Tengo más frío que nunca. ¿Qué ocurrirá si cojo un catarro? ¿Si caigo enferma? Me muevo con prudencia por la habitación. Nadie debe verme. Sabe Dios quién andará merodeando por ahí fuera. Mientras doy sorbitos a la bebida caliente, pienso otra vez en la fatídica reunión del emperador y el prefecto, en 1849. Sí, mi amor, 1849, el mismo año terrible. Un año espantoso para nosotros. De momento, no me detendré en eso, pero volveré a ello cuando haya reunido el valor suficiente.
Hace algún tiempo, leí en el periódico que el emperador y el prefecto se habían reunido en uno de los palacios presidenciales. No puedo evitar la impresión que me produce el contraste entre esos dos hombres. El prefecto, con su alta e imponente estatura, las espaldas anchas, la barbilla oculta por la barba y los ojos azules e incisivos. El emperador, pálido, enfermizo, de silueta delgada, pelo negro y un bigote que le recorre el labio superior. Leí que un plano de París ocupaba una pared entera, unas líneas azules, verdes y amarillas seccionaban las calles como arterias. «El progreso necesario», nos informaron.
Hace ahora casi veinte años, las mejoras de la ciudad ya se habían imaginado, pensado y planificado. «El emperador y su sueño de una ciudad nueva -me explicó usted, interrumpiendo la lectura del diario -, según el modelo de Londres y sus grandes avenidas». Usted y yo nunca fuimos a Londres, no sabíamos qué quería decir el emperador. Nos gustaba nuestra ciudad tal y como era. Los dos éramos parisienses, de nacimiento y educación. Usted vio la luz por primera vez en la calle Childebert y yo, ocho años más tarde, en la vecina calle Sainte-Marguerite. En escasas ocasiones salíamos de la ciudad, de nuestro barrio. Los jardines de Luxemburgo eran nuestro reino.

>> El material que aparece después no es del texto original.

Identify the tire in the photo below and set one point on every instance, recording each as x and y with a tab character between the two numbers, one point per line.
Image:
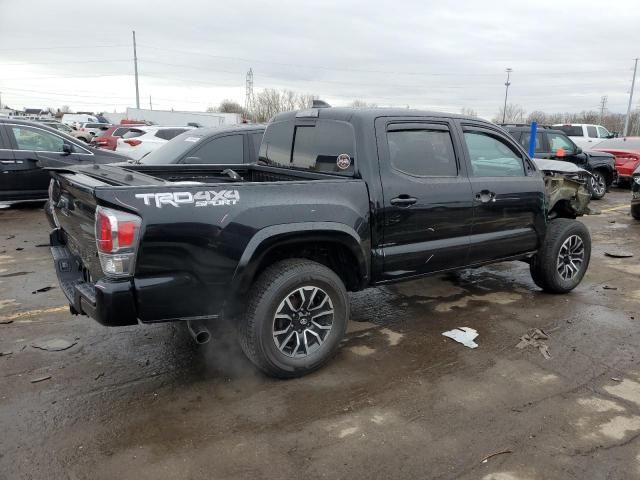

Hace siete años, Alexandrine y yo, con la mayoría de los vecinos, recorrimos a pie el camino hasta la plaza de la Madeleine, en la otra orilla del río, para asistir a la inauguración del bulevar Malesherbes.
No se puede imaginar la pompa y el ceremonial que rodearon al evento. Creo que usted se habría enfadado mucho. Era un día de verano asfixiante, lleno de polvo, y la muchedumbre era inmensa. La gente sudaba con sus mejores galas. Durante horas nos empujaron y apretujaron contra la guardia imperial que protegía la zona. Yo ardía en deseos de regresar a casa, pero Alexandrine me cuchicheó que, como parisienses, debíamos ser testigos de ese gran momento.